A significant success
Their mission, certainly the most ambitious private spaceflight to date, was a total success. Named "Polaris Dawn," the mission flew to an altitude of 1,408.1 km on the first day of the flight. This was the highest Earth-orbit mission ever flown, and the farthest humans have traveled from our planet since the Apollo missions more than half a century ago.
Then, on the third day of the flight, the four crew members donned spacesuits designed and developed within the last two years. After venting the cabin's atmosphere into space, first Isaacman, and then Gillis, spent several minutes extending their bodies out of the Dragon spacecraft. This was the first-ever private spacewalk in history.
Although this foray into space largely repeated what the Soviet Union, and then the United States, performed in the mid-1960s, with tethered spacewalks, it nonetheless was significant. These commercial spacesuits cost a fraction of government suits and can be considered version 1.0 of suits that could one day enable many people to walk in space, on the Moon, and eventually Mars.
Finally, on the mission's final full day in space Saturday, the Dragon spacecraft demonstrated connectivity with a mesh of Starlink satellites in low-Earth orbit. The crew held a 40-minute, uninterrupted video call with flight operators back at SpaceX's headquarters in Hawthorne, California. During that time, according to the company, Dragon maintained contact via laser links to Starlink satellites through 16 firings of the spacecraft's Draco thrusters.
This test demonstrated the viability of using the thousands of Starlink satellites in orbit as a means of providing high-speed Internet to people and spacecraft in space.
Wait, isn’t this just a billionaire joyride?
Some people have misunderstood the mission. They saw in Isaacman a financial tech billionaire gratifying his desire to go to space, inside a crew vehicle built by Elon Musk's rocket company SpaceX. Thus, this appeared to be just a roller coaster ride for the ultra-rich and famous—for those who could not sate their thrill-seeking with the pleasures attainable on planet Earth.
I understand this viewpoint, but I do not share it.
The reality is that Isaacman and his hand-picked crew, which included two SpaceX employees who will take their learnings back to design spacecraft and other vehicles at the company, trained hard for this mission over the better part of two years. In flying such a daring profile to a high altitude through potential conjunctions with thousands of satellites, and then venting their cabin to perform a spacewalk, each of the crew members assumed high risks.

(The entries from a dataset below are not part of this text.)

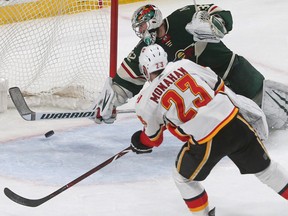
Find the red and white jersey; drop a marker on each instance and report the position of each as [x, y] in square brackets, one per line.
[188, 100]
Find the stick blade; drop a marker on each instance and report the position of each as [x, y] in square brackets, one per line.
[22, 200]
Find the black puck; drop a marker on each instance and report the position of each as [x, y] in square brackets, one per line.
[49, 133]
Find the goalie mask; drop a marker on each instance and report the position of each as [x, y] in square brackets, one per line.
[145, 22]
[152, 58]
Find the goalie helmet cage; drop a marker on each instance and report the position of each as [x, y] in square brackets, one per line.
[58, 52]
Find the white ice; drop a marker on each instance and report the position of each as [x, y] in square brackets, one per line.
[141, 185]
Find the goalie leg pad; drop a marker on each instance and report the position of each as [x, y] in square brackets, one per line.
[275, 104]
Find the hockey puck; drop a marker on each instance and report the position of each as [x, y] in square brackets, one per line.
[49, 133]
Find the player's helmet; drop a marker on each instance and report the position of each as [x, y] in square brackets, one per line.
[150, 15]
[152, 58]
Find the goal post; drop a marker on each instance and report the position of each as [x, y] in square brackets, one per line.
[59, 52]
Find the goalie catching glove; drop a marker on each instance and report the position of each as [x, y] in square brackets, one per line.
[105, 106]
[137, 146]
[206, 28]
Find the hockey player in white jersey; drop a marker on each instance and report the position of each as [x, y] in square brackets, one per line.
[195, 106]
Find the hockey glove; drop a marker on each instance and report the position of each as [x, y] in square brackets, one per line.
[137, 146]
[206, 28]
[105, 111]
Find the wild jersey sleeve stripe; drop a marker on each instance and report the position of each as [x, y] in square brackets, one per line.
[219, 127]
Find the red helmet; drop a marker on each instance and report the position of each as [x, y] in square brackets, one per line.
[150, 15]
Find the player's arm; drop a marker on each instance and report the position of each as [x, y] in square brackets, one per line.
[210, 23]
[151, 136]
[127, 83]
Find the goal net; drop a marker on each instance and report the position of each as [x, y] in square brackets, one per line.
[58, 51]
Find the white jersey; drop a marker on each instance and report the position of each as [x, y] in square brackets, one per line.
[188, 100]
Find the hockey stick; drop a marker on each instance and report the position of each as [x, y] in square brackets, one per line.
[29, 115]
[36, 202]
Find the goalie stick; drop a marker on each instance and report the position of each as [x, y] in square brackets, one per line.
[36, 202]
[29, 115]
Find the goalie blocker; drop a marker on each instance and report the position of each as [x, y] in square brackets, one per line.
[275, 104]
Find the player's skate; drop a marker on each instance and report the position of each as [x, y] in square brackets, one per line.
[211, 212]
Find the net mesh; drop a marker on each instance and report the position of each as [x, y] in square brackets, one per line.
[55, 49]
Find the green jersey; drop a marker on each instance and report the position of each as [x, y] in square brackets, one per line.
[238, 74]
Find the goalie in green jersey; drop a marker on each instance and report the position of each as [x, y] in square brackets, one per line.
[192, 33]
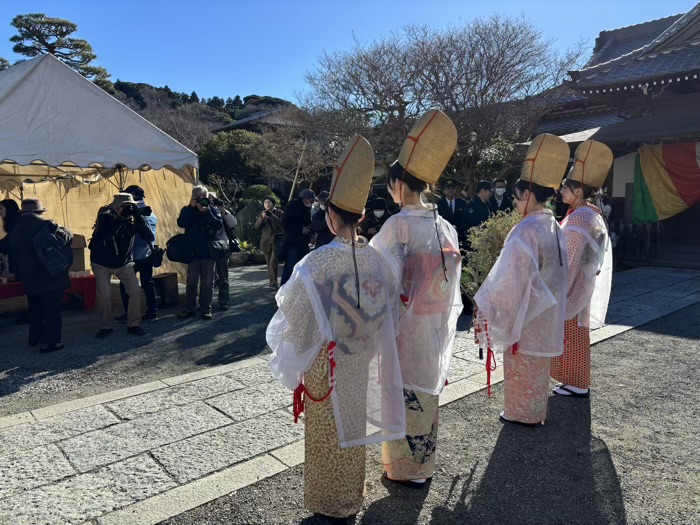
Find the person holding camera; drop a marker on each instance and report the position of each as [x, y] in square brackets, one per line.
[270, 224]
[142, 260]
[227, 234]
[203, 225]
[297, 228]
[111, 253]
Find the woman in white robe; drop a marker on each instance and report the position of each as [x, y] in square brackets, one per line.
[521, 304]
[334, 343]
[422, 251]
[590, 267]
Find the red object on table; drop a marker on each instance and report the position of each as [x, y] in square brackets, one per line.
[84, 286]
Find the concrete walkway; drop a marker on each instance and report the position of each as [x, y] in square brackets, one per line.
[146, 453]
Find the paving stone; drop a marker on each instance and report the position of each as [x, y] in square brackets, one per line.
[463, 368]
[88, 451]
[253, 375]
[53, 429]
[32, 468]
[200, 455]
[252, 402]
[84, 497]
[175, 396]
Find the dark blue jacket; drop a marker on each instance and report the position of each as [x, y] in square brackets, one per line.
[203, 229]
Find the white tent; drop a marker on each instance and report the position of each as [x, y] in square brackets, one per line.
[53, 116]
[72, 145]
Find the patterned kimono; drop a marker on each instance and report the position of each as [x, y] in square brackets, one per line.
[341, 356]
[590, 279]
[521, 307]
[414, 253]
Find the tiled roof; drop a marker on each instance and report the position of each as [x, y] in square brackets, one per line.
[675, 50]
[577, 122]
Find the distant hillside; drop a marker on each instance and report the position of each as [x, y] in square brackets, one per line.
[187, 118]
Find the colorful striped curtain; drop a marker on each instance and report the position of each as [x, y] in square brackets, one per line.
[666, 180]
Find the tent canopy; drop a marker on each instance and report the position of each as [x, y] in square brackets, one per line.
[51, 116]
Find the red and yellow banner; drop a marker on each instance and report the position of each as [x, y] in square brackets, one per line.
[666, 180]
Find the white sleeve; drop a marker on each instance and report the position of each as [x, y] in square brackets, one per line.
[512, 295]
[294, 333]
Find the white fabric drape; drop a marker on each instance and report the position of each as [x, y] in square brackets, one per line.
[523, 298]
[408, 241]
[319, 305]
[590, 266]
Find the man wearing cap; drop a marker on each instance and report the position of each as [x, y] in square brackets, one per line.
[376, 215]
[142, 259]
[44, 291]
[112, 253]
[296, 225]
[478, 209]
[450, 207]
[318, 221]
[499, 200]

For its Crew Dragon missions that fly to and from the International Space Station, NASA has an acceptable "loss-of-crew" probability of 1-in-270. But in those spaceflights the crew spends significantly less time inside Dragon and flies to a much lower and safer altitude. They do not conduct spacewalks out of Dragon. The crew of Polaris Dawn, therefore, assumed non-trivial dangers in undertaking this spaceflight. These risks assumed were measured rather than reckless.
So why? Why take such risks? Because the final frontier, after nearly seven decades of spaceflight, remains largely unexplored. If it is human destiny to one day expand to other worlds, and eventually other stars, we're going to need to do so with more than a few government astronauts making short sorties. To open space there must be lower cost access and commercial potential.
With his inventive and daring Polaris Dawn mission, Isaacman has taken a step toward such a future, by pushing forward the performance of Dragon and accelerating SpaceX's timeline to develop low-cost spacesuits. Certainly, Isaacman had a blast. But it was for a very good cause. He was lucky enough to go first, but through his actions, he aims to blaze a trail for multitudes to follow.